The final column shows the p-value of the hypergeometric test used for assessing the significance of the co-mention (see the publication above). Only pairs with p-value ≤ 0.001 are shown, and those with p-value ≤ 1·10-5 are highlighted in green color. The table can be sorted by any column by clicking the corresponding header. At the top left corner of the table there is a link to download the whole table in .TSV format so that it can be further processed, for example importing it into an external spreadsheet program.
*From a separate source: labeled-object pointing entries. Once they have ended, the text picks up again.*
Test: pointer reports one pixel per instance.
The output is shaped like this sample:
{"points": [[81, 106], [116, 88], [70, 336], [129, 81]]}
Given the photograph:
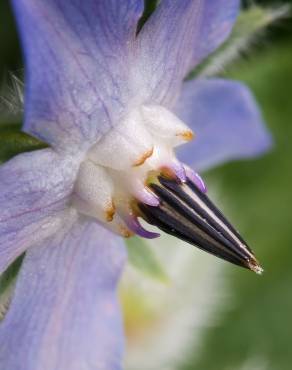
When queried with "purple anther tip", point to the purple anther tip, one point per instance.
{"points": [[196, 179]]}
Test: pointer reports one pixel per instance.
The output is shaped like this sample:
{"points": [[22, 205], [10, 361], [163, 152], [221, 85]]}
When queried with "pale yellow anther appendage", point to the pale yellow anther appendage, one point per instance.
{"points": [[186, 135]]}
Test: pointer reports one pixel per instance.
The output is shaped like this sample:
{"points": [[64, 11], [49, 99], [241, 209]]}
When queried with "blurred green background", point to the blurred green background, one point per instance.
{"points": [[257, 326]]}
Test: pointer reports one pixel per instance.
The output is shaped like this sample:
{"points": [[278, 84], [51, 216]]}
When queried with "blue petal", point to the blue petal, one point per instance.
{"points": [[176, 37], [64, 314], [34, 189], [226, 120], [77, 61]]}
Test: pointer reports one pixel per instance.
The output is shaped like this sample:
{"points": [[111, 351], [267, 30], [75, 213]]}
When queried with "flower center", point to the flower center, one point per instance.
{"points": [[132, 172], [116, 172]]}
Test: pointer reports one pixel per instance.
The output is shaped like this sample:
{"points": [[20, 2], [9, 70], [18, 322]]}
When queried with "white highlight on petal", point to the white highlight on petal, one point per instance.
{"points": [[164, 124], [116, 168], [125, 145], [93, 192]]}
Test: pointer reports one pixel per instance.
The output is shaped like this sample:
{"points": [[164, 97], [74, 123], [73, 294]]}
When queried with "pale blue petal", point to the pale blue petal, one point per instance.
{"points": [[176, 37], [34, 189], [65, 314], [226, 120], [77, 62]]}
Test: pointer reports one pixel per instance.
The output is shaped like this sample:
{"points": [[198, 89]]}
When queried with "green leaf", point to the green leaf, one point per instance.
{"points": [[253, 327], [143, 258], [13, 141], [7, 283], [249, 25]]}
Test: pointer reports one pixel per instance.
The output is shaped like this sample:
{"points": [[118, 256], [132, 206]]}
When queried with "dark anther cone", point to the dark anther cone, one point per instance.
{"points": [[188, 214]]}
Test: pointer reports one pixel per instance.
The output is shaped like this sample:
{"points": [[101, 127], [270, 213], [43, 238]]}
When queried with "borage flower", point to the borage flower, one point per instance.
{"points": [[111, 102]]}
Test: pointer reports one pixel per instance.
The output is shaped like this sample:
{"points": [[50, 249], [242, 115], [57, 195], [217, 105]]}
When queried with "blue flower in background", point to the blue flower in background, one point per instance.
{"points": [[112, 104]]}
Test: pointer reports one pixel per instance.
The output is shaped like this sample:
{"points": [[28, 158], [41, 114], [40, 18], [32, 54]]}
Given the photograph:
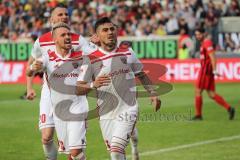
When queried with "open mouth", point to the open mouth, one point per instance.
{"points": [[67, 41]]}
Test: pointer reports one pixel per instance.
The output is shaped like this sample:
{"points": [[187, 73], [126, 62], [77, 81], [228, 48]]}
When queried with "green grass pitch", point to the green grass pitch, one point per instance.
{"points": [[164, 132]]}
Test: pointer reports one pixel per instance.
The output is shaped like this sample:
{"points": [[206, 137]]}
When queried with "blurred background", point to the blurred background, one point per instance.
{"points": [[162, 35], [158, 29]]}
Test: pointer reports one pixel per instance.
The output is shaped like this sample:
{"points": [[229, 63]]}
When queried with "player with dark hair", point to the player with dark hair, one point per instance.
{"points": [[111, 70], [206, 77]]}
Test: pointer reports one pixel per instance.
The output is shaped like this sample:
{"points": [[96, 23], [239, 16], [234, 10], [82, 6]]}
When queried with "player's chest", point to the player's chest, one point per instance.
{"points": [[203, 53], [112, 66]]}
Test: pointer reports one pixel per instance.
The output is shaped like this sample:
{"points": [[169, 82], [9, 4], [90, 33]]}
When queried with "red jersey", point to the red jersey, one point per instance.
{"points": [[206, 49], [206, 76]]}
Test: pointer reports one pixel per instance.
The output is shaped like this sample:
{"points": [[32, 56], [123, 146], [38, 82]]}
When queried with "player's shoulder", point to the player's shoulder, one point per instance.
{"points": [[75, 37], [46, 37], [95, 55], [76, 54]]}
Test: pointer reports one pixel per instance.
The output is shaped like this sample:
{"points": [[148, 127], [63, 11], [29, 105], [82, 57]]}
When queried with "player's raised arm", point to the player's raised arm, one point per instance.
{"points": [[137, 68], [31, 94]]}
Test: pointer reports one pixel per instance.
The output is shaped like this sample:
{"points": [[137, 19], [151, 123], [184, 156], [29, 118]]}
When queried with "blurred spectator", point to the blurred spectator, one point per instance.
{"points": [[134, 18]]}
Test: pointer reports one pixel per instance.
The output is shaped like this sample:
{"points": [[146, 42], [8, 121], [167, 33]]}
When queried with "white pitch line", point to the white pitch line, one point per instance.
{"points": [[164, 150]]}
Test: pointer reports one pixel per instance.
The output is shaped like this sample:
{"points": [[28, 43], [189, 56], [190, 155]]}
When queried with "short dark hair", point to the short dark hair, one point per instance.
{"points": [[60, 25], [60, 5], [201, 30], [102, 21]]}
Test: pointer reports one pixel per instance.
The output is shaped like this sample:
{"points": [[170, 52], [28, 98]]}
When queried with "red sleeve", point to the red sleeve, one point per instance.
{"points": [[208, 46]]}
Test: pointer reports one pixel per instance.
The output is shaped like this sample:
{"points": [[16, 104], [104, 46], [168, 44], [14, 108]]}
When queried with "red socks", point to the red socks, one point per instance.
{"points": [[221, 101], [198, 105]]}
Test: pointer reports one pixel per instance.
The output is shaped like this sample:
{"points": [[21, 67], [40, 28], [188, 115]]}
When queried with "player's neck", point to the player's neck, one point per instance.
{"points": [[108, 48]]}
There are also text-boxes above the headers of the numerical columns to restrict the list of relationships according with certain values: less or equal (<=) the entered value for "str. sim.", >= for "#entries", >= for "frac" and <= for "p-value".
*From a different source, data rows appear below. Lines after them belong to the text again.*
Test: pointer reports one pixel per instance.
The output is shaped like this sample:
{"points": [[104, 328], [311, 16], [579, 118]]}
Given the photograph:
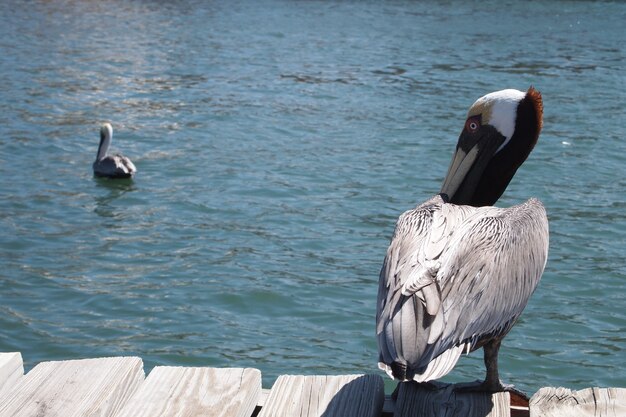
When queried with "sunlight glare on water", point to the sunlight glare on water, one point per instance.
{"points": [[276, 144]]}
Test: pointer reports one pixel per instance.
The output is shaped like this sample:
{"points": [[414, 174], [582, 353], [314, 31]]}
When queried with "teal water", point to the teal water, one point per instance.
{"points": [[277, 142]]}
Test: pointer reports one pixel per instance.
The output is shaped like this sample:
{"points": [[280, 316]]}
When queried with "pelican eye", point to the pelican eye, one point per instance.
{"points": [[472, 124]]}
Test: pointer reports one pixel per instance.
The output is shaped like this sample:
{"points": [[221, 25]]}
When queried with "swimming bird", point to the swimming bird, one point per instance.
{"points": [[111, 166], [458, 272]]}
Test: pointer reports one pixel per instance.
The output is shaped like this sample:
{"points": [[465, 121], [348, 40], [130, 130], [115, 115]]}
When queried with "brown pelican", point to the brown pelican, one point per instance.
{"points": [[111, 166], [458, 272]]}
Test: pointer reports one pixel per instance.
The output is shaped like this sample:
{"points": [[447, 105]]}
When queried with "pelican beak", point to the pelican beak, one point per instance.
{"points": [[472, 155]]}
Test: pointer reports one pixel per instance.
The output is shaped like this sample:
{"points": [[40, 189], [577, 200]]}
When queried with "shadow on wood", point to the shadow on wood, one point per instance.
{"points": [[416, 400], [361, 397], [318, 395]]}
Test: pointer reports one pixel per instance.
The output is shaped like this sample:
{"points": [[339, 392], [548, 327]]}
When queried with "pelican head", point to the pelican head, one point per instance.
{"points": [[106, 133], [500, 131], [111, 166]]}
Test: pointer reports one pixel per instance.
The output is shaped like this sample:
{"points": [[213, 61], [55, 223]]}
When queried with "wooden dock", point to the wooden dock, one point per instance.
{"points": [[118, 387]]}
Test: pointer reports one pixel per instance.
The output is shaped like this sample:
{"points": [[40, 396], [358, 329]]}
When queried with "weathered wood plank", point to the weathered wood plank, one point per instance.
{"points": [[317, 396], [176, 391], [415, 400], [11, 370], [561, 402], [86, 387]]}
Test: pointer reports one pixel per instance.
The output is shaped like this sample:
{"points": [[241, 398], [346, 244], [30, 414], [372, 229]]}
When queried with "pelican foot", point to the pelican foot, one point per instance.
{"points": [[485, 386], [428, 386]]}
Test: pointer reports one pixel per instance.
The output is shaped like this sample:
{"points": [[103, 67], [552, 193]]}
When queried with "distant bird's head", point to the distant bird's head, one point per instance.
{"points": [[106, 131], [500, 131]]}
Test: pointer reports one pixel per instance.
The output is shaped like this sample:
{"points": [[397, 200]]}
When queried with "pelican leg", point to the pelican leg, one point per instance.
{"points": [[492, 381]]}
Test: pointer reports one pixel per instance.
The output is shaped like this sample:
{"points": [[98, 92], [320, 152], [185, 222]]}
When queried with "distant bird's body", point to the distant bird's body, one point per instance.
{"points": [[111, 166], [458, 272]]}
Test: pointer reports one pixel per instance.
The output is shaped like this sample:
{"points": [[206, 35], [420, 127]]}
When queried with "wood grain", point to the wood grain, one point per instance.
{"points": [[177, 391], [317, 396], [588, 402], [415, 400], [87, 387]]}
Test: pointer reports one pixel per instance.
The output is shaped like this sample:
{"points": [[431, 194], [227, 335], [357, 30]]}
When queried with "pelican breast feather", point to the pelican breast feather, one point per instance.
{"points": [[453, 278]]}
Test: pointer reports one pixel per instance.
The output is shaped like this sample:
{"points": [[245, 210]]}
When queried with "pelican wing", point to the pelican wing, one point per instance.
{"points": [[467, 278]]}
For example, for the relationship between "Alzheimer disease" and its well-known symptom "senile plaques" (Figure 3), 177,763 PubMed entries mention the disease, 5,995 mention the symptom ("senile plaques"), and most of these (5,568 (92.9%)) mention both terms together, yielding a p-value of 0.0.
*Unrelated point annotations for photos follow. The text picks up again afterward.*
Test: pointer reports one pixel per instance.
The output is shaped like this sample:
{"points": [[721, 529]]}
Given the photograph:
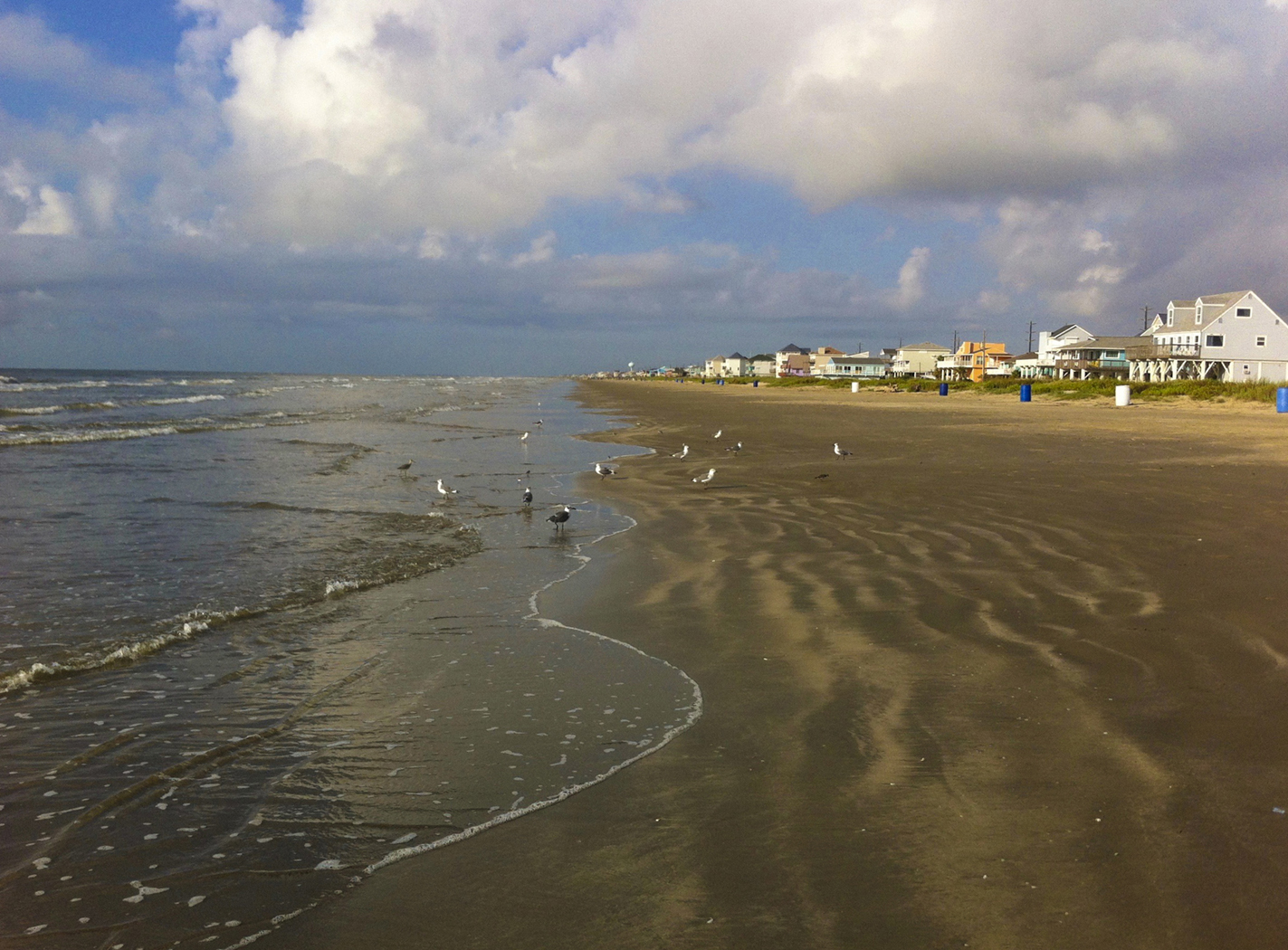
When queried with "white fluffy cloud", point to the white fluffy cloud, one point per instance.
{"points": [[1104, 151], [393, 116]]}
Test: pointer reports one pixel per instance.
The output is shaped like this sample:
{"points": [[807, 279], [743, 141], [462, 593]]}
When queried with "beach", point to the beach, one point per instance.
{"points": [[1008, 676]]}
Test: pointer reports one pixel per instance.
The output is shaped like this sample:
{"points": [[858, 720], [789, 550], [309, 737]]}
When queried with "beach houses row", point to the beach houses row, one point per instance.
{"points": [[830, 362], [1233, 337]]}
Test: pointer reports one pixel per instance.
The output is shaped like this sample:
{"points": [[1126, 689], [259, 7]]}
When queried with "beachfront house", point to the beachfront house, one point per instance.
{"points": [[733, 365], [791, 361], [1234, 337], [1041, 363], [975, 361], [837, 366], [917, 361]]}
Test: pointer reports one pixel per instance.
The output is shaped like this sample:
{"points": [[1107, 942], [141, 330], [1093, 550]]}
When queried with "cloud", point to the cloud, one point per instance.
{"points": [[541, 250], [912, 286], [48, 212]]}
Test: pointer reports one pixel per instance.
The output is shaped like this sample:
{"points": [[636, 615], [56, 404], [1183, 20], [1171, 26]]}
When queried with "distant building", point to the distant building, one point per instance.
{"points": [[791, 361], [975, 361], [841, 367], [1234, 337], [917, 359]]}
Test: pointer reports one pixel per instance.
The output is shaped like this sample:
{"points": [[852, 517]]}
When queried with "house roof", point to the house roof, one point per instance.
{"points": [[865, 361]]}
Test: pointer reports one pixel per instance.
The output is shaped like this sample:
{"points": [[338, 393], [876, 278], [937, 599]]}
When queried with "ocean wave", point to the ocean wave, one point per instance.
{"points": [[372, 573], [51, 410], [64, 438], [176, 401]]}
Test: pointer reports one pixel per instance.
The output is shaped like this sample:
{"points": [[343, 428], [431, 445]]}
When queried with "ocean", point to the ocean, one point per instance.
{"points": [[247, 660]]}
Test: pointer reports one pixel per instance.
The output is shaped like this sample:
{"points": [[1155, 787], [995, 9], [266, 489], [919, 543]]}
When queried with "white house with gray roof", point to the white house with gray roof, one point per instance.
{"points": [[1234, 337]]}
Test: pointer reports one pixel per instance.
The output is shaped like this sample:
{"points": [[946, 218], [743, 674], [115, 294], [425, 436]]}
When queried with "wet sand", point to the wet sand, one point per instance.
{"points": [[1011, 676]]}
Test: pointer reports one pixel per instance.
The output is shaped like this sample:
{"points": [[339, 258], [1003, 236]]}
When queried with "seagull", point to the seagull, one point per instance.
{"points": [[559, 518]]}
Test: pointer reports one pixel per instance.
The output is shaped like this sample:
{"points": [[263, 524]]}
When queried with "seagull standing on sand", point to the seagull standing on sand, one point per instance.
{"points": [[560, 518]]}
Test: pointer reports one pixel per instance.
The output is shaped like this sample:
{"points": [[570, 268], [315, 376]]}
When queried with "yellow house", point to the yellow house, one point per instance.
{"points": [[975, 361]]}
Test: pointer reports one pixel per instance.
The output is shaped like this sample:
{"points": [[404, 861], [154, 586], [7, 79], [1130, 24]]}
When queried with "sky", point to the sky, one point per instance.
{"points": [[544, 187]]}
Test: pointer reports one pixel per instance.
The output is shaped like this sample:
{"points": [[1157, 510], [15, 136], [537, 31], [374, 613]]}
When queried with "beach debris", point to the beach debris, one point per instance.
{"points": [[560, 518]]}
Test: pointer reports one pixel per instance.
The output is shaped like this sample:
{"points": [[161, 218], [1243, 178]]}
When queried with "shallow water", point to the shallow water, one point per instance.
{"points": [[246, 660]]}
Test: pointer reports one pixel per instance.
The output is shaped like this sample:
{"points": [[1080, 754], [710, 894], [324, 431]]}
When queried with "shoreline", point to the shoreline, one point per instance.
{"points": [[1001, 679]]}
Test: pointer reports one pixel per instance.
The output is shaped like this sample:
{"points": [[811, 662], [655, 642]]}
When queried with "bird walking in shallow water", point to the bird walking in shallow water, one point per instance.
{"points": [[560, 518]]}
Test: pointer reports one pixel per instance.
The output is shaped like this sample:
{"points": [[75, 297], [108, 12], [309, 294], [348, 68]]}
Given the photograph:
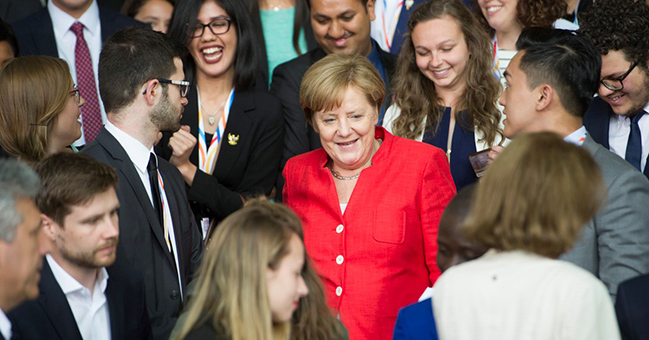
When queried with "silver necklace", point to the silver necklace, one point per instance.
{"points": [[343, 178]]}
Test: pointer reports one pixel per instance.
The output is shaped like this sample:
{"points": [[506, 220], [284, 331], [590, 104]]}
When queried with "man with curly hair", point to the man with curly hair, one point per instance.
{"points": [[617, 119]]}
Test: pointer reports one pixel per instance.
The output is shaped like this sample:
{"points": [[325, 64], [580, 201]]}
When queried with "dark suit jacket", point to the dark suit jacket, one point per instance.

In this example, all the terms that show up in the list make sense considering what we intuitively known about this complex pathology and, together, they provide a comprehensive picture of its internal causes (molecular processes), external symptoms, cell types it affects, and related drugs and chemical compounds (Figure 3). Regarding clinical signs (HPO), we see the typical molecular/physiological manifestations related to senile plaques, neurofibrillary tangles, cortical atrophy, hirano bodies, etc, as well as its higher level mental and behavioral symptoms (apathy, delusions, dementia, memory problems, …). Within the biological processes terms (GO[BP]), we find those related to β-amyloid metabolism and neurofibrillary tangles, among others. Regarding molecular functions (GO[MF]), we can see those related to binding to amyloid-beta and tau protein, among others. Also the “cellular compartments” category of GO (GO[CC]) reflects what is known on this disease at the level of sub-cellular structures, with terms such as gamma-secretase complex, alpha-ketoglutarate dehydrogenase complex, lewy bodies, etc. Regarding the cell types (CL), we see the brain-related cell types associated to this disease, being the first ones "cholinergic neuron" (CL:0000108), known to be severely affected in this disease, and "mature microglial cell" (CL:0002629), which are involved in the uptake and clearance of β-amyloid. In Figure 4 we use the "G" link to perform Google searches for these cell type relationships in order to dig into their involvemetn in Alzheimer. For the chemical compounds (HMDB), the found relationships are mainly with drugs used for treating this disease, such as lanabecestat, begacestat, semagacestat, etc. If you want to inspect one of this categories in detail it is better to restrict the search for relationships to it in the previous step (Figure 2 above), as done for cell types (CL) in Figure 4.
Note that the top scoring relationship found for DOID:10652 ("Alzheimer's disease") is a trivial one with HP:0002511 ("Alzheimer disease"), as this disease is also included in HPO's vocabulary. These trivial cases can be detected by the "string similarity" parameter (1.0 in this case, highlighted in red) and eventually discarded introducing a threshold in the text-box of that column (Figure 3).